A Black History Month Special – Classics Illustrated #169, “Negro Americans: The Early Years”
Comics have a checkered history when it comes to including black characters, a deficiency that extends to minorities in general. Any non-white figure, especially in the dominant superhero part of the industry, was ever in danger of being portrayed as a disturbing racial caricature at worst, a disposable cipher at best. And black heroes that didn’t have “Black” appended to their moniker — like Black Goliath or the Black Panther (and his dopey family) or others — were few and far between. The lily-white 20th century in comics has such a strong aftertaste, it’s no surprise that Marvel making the new Ultimate Spider-Man latino generates charges of pandering. Because, really, from these people and at this point, what else could it be?
All this makes a Black History Month retrospective through a comic book prism relatively slim pickings. But the comic in today’s post is a healthy buffet, a history of Black Americans from the colonial beginnings of what would become the United States, right up to the early part of the 20th century that would see so few strong black comic book characters — and up to the point where “Negro” was still an acceptable descriptor. Though Martin Luther King, Jr. and Rosa Parks are nowhere in these pages, it’s a solid primer, like something you would have read in an elementary school class in February. In that vein it’s a great success, yet by stopping short of the mid-century turmoil that finally sealed many antebellum promises, it’s a very bland, very conservative selection. It’s hard to imagine that it wasn’t a conscious decision on the part of the editors to play it safe and not touch on any people and events that had so recently roiled the country. The 1969 publication date was only a year after MLK’s assassination — perhaps he was still too current, and feelings still too raw. And Malcolm X would have caused some people to faint dead away.
This final issue of the venerable Classics Illustrated line (as we’ve seen, the brand at times went beyond the usual adaptations of great works) opens with Crispus Attucks, the free black man who many think was the first colonist slain in the Boston Massacre. Fast forward towards the Civil War and Harriet Tubman enters the narrative accordingly. Her delivery of slaves from bondage via the Underground Railroad is chronicled, including the rescue of her very own parents:
Either I never knew that Tubman was called Moses or I had forgotten. So this comic either taught me something or refreshed my lapsed memory. Which means I’m already on the plus side of the ledger.
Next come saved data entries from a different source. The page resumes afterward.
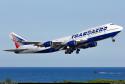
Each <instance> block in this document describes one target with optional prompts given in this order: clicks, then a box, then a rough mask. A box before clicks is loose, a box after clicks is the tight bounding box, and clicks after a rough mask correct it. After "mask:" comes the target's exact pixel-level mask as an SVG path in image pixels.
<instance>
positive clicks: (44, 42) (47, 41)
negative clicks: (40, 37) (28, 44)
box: [43, 41, 52, 47]
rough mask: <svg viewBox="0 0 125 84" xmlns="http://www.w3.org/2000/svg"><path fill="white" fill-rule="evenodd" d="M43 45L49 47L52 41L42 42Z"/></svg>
mask: <svg viewBox="0 0 125 84" xmlns="http://www.w3.org/2000/svg"><path fill="white" fill-rule="evenodd" d="M43 45H44V47H50V46H52V41H47V42H44V43H43Z"/></svg>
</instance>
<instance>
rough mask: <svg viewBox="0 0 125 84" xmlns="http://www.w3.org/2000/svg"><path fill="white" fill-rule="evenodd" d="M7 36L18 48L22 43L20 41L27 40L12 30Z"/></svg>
mask: <svg viewBox="0 0 125 84" xmlns="http://www.w3.org/2000/svg"><path fill="white" fill-rule="evenodd" d="M9 36H10V38H11V39H12V41H13V42H14V44H15V47H16V48H19V47H20V46H21V45H24V44H23V43H22V42H23V41H27V40H26V39H24V38H22V37H21V36H19V35H17V34H15V33H14V32H11V33H10V35H9Z"/></svg>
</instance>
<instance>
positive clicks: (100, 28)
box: [72, 26, 107, 38]
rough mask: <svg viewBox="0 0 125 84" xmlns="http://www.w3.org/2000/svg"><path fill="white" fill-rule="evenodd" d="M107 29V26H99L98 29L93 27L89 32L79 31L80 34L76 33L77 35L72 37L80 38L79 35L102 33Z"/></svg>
mask: <svg viewBox="0 0 125 84" xmlns="http://www.w3.org/2000/svg"><path fill="white" fill-rule="evenodd" d="M105 30H107V26H104V27H99V28H97V29H92V30H89V31H87V32H82V33H79V34H75V35H73V36H72V38H79V37H83V36H86V35H91V34H95V33H100V32H103V31H105Z"/></svg>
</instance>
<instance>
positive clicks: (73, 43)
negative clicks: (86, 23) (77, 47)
mask: <svg viewBox="0 0 125 84" xmlns="http://www.w3.org/2000/svg"><path fill="white" fill-rule="evenodd" d="M66 45H67V46H70V47H73V46H76V45H77V42H76V41H75V40H72V41H69V42H67V44H66Z"/></svg>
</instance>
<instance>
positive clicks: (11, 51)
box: [4, 23, 123, 54]
mask: <svg viewBox="0 0 125 84" xmlns="http://www.w3.org/2000/svg"><path fill="white" fill-rule="evenodd" d="M122 30H123V27H122V26H119V25H116V24H113V23H108V24H104V25H101V26H97V27H93V28H91V29H87V30H85V31H82V32H80V33H76V34H73V35H71V36H67V37H63V38H59V39H55V40H51V41H45V42H37V41H28V40H26V39H24V38H23V37H21V36H19V35H17V34H16V33H14V32H12V33H10V38H11V39H12V41H13V42H14V44H15V47H16V48H15V49H8V50H4V51H10V52H14V53H16V54H22V53H51V52H56V51H61V50H64V51H65V54H71V53H73V52H74V51H75V52H76V54H79V52H80V49H87V48H92V47H96V46H97V41H100V40H104V39H107V38H112V41H113V42H115V39H114V37H115V36H116V35H117V34H118V33H119V32H121V31H122Z"/></svg>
Frederick Douglass, owner of one of the most distinctive profiles in all American history, also has a number of pages devoted to his life and career. Here’s a selection of quotes suitable for framing:
His coiffure was the Einstein of its day, no?
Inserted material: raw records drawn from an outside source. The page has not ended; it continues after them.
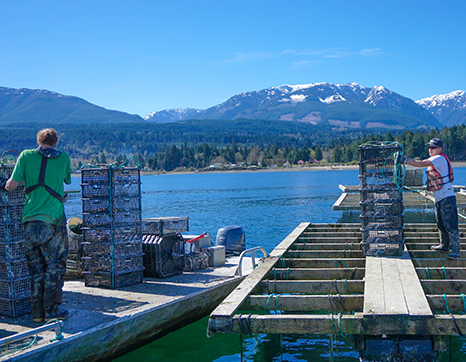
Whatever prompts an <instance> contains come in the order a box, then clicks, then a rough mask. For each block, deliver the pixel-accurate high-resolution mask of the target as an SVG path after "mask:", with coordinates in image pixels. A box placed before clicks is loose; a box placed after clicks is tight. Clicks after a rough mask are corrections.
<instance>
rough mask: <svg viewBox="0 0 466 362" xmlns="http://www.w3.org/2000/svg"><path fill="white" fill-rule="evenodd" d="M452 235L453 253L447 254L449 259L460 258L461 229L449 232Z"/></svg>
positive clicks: (454, 258)
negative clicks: (460, 240) (452, 231)
mask: <svg viewBox="0 0 466 362" xmlns="http://www.w3.org/2000/svg"><path fill="white" fill-rule="evenodd" d="M449 235H450V244H451V253H450V254H448V255H447V258H448V259H458V258H459V257H460V233H459V231H454V232H452V233H449Z"/></svg>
Anyone who’s watched the Matthew Broderick/Morgan Freeman/Cary Elwes/Denzel Washington-infused Glory knows about the 54th Massachusetts Regiment, the first all-black regiment in the Civil War — and if they have a soul, there was no dry eye as the soldiers bravely marched on Fort Wagner. The glistening bayonets are also recreated here:
Going into this comic, I’d never heard of Daniel Hale Williams, a pioneer in the field of medicine. (Unlike the Harriet Tubman/Moses connection, there’s no ambiguity here — this is a void.) He started life working as a barber and wound up an M.D., and in 1893 he performed the first successful surgery on a human heart:
Now that, friends, is boldly going where no man has gone before. Kirk, Picard, eat your hearts out. Pun intended.
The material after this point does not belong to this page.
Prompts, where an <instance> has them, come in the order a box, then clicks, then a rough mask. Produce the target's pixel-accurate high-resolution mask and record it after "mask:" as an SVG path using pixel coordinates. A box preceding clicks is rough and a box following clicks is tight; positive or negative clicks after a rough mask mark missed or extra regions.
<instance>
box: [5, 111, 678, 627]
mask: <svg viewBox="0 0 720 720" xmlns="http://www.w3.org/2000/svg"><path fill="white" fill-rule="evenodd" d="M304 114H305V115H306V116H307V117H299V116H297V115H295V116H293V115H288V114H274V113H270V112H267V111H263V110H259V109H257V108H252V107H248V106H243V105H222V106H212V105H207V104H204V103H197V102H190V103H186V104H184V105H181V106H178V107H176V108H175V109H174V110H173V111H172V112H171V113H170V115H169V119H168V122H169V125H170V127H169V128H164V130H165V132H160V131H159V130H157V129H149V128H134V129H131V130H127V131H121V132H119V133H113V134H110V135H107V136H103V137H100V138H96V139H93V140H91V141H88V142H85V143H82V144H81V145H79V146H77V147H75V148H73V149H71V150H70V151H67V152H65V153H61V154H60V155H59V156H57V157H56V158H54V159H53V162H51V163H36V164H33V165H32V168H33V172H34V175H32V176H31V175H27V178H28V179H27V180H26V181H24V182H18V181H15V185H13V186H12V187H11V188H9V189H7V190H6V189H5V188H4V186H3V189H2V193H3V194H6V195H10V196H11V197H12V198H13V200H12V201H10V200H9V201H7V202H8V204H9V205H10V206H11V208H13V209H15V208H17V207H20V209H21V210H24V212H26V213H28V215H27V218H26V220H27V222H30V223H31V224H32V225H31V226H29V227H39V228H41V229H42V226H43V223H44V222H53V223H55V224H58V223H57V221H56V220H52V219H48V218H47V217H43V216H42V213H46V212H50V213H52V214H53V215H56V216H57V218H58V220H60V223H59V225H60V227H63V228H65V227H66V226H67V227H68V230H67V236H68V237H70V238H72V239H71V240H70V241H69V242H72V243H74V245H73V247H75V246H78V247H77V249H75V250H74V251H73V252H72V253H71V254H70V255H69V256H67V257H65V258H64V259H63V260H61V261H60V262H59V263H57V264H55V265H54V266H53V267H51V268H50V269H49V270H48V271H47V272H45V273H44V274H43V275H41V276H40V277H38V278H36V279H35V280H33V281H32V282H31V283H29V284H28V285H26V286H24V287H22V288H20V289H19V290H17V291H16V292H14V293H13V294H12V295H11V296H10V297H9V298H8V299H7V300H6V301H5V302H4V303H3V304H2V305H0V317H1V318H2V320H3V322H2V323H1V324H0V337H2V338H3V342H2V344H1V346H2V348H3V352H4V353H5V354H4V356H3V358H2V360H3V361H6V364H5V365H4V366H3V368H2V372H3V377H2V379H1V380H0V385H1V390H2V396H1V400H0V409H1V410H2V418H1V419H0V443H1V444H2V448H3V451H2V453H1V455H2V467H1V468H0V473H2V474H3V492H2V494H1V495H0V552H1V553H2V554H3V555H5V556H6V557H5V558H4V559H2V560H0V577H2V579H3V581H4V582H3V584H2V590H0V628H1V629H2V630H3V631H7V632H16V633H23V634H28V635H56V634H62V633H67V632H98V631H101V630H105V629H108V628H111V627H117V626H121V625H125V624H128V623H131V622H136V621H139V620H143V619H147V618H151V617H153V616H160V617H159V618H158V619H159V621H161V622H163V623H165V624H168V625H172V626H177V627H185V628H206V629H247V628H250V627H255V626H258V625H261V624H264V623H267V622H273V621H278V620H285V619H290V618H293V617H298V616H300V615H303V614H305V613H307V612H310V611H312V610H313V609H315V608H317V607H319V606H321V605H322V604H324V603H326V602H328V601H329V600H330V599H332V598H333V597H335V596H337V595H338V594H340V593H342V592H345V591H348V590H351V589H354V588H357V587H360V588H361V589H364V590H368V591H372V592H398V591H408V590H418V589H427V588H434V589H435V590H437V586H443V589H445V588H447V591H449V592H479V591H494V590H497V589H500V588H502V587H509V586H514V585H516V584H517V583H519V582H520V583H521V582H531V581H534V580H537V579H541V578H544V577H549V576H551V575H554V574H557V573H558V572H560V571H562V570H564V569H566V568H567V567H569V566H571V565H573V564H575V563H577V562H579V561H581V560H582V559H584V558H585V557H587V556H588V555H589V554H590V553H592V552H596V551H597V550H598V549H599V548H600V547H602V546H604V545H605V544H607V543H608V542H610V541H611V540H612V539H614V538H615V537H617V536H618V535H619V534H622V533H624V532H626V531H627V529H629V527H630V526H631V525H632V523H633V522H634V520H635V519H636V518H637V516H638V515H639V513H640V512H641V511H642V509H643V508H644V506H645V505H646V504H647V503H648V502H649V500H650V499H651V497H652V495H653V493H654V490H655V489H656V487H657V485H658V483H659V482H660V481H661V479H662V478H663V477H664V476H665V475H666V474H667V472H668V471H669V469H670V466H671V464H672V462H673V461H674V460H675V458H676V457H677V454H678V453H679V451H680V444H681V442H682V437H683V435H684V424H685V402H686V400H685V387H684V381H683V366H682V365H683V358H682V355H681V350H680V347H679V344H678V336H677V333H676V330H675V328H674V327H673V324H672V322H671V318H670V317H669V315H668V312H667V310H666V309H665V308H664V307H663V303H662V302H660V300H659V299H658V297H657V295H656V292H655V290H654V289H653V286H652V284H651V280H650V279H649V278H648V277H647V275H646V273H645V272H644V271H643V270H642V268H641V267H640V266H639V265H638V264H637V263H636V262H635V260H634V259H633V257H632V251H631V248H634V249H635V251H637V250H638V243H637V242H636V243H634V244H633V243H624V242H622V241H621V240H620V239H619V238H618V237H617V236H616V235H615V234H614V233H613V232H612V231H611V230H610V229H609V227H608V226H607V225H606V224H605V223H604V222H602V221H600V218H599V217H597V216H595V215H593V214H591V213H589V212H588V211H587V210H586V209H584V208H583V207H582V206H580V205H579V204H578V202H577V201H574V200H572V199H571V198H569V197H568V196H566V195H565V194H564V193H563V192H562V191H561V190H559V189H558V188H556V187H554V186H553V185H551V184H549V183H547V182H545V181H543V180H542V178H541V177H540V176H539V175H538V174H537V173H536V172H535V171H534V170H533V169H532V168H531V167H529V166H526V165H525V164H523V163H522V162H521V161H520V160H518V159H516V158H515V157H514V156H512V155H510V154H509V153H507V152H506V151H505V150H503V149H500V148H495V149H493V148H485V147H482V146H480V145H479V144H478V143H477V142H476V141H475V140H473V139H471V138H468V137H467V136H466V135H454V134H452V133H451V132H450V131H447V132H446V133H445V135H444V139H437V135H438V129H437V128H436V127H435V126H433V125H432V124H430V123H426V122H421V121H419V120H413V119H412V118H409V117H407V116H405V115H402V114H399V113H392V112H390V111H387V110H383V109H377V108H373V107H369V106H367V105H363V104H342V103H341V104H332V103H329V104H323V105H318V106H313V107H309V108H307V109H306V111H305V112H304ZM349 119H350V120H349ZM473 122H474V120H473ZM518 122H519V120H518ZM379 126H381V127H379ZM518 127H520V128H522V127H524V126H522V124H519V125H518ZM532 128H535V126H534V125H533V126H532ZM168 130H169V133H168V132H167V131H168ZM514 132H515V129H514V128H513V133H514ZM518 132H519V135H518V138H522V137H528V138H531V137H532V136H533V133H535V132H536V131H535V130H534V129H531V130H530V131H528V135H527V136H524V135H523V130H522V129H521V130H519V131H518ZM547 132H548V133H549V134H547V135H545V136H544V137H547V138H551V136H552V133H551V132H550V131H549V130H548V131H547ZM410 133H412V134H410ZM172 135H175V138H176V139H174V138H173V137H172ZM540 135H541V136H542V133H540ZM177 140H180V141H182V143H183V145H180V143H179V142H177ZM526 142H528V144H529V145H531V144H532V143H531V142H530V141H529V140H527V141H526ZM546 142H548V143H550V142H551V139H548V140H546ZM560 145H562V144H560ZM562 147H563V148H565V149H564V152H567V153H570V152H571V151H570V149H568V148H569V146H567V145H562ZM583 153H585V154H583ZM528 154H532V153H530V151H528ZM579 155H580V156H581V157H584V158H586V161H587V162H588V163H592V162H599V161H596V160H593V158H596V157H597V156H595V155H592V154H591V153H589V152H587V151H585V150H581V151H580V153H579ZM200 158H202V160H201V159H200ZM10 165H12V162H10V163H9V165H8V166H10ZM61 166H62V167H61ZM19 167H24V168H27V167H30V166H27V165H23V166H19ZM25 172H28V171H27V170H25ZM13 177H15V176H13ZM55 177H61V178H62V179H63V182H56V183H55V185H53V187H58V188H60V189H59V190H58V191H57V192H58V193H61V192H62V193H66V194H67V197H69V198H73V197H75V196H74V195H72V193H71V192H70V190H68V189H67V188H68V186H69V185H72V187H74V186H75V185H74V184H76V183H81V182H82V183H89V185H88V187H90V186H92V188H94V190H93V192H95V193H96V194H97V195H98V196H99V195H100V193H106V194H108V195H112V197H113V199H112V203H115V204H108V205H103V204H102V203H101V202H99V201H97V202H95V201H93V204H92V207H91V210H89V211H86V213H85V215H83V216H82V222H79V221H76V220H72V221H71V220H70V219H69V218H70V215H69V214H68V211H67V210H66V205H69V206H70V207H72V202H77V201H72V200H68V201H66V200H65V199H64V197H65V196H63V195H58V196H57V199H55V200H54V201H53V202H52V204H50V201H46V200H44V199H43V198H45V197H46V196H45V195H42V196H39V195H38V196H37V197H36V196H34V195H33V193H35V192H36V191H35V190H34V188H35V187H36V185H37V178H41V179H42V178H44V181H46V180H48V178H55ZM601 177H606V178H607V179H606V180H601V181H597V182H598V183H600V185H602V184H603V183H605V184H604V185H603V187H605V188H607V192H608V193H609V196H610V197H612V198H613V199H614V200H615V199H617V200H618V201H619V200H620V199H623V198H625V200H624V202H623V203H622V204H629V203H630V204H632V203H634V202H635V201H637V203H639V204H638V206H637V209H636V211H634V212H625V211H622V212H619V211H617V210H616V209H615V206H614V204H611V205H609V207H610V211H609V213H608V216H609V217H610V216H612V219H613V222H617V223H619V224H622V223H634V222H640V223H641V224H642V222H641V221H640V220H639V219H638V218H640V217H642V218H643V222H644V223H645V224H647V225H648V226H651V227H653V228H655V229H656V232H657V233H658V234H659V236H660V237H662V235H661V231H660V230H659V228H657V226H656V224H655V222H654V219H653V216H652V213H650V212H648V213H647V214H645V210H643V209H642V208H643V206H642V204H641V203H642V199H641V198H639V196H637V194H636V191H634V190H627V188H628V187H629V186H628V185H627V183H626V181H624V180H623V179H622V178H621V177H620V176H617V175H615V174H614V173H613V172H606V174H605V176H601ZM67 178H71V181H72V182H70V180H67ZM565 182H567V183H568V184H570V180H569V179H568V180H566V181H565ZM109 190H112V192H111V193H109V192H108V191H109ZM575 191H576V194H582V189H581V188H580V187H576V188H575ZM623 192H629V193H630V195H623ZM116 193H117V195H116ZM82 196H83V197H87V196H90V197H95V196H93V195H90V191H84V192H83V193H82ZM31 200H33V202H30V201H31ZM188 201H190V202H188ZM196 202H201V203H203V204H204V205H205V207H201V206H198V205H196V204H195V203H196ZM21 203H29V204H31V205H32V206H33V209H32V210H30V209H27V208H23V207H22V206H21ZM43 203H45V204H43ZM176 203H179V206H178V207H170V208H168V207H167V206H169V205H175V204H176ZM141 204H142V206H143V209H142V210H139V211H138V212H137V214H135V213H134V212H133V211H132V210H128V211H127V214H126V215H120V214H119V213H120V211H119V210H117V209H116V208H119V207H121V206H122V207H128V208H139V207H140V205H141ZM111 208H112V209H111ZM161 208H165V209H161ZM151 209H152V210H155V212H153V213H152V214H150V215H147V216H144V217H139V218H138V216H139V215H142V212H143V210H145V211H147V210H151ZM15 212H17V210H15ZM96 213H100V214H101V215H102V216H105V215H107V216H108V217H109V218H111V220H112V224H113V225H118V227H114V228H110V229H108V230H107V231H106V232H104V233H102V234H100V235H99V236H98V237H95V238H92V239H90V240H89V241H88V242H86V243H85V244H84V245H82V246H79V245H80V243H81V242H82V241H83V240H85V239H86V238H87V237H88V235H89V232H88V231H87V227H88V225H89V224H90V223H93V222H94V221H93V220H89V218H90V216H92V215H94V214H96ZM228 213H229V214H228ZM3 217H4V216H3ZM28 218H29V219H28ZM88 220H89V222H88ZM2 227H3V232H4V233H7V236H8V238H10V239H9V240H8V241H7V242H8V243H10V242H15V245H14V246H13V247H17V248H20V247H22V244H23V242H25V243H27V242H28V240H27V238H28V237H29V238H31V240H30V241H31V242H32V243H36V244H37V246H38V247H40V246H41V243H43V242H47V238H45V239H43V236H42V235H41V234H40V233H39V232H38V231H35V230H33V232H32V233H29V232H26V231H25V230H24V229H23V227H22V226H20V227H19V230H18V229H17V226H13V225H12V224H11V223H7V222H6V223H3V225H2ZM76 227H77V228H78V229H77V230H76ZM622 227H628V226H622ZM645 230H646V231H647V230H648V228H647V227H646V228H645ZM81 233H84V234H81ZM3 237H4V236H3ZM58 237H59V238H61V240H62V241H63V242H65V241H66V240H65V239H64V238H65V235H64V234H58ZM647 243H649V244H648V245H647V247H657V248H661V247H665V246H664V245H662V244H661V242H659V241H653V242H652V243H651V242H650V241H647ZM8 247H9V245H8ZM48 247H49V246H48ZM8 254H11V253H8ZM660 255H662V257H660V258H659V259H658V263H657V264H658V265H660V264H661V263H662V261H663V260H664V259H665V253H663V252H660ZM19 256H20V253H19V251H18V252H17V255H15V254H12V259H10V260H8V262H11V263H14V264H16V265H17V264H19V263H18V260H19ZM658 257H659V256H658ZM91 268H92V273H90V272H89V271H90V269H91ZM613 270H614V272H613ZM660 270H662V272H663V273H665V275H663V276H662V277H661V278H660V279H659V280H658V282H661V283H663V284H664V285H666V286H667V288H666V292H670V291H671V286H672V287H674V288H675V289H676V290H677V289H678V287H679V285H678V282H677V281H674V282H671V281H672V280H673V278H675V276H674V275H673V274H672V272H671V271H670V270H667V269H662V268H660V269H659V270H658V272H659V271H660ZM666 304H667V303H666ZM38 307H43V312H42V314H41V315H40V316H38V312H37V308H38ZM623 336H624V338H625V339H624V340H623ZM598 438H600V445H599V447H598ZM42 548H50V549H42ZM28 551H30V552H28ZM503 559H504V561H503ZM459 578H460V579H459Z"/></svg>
Booker T. Washington, author of Up from Slavery and long a paragon of how far from humble origins diligence, work and education can take anyone, black, white, Martian or whatever, also gets time. Others who came along later contested his doctrine as meek accommodation, but many of his words have undeniable resonance:
(Did the Joker inherit Washington’s purple wardrobe?)
There are more black Americans profiled, including that mainstay of the Black History Months of my youth: George Washington Carver and his miraculous peanut. Track the book down if you want to sample their tales.
Norman Nodel both painted the cover and provided the art within (Gray Morrow also illustrated two of the stories not discussed here). A mainstay of the CI adaptations, his work could often be stiff and flat, but at other times, when given the opportunity to depict a posed scene — like the Frederick Douglass scan — he could offer up a certain measure of preserved grandeur. And, accordingly, the comic reads like a book out of time, an amber-encased relic of celebrated African-Americans past. Indeed, nothing says “another time” quite as much as the “Negro” in the title. It would be another decade before that term would vanish from popular usage and Supreme Court opinions, and take up its primary residence in hip hop lyrics alongside its nuclear “N” cousin.
Take the book for what it is, and send out some psychic dap to all the brave black men and women who blazed trails for themselves, their race and us all, and even made it into the world of comics. This is one time when we can truly say: EXCELSIOR.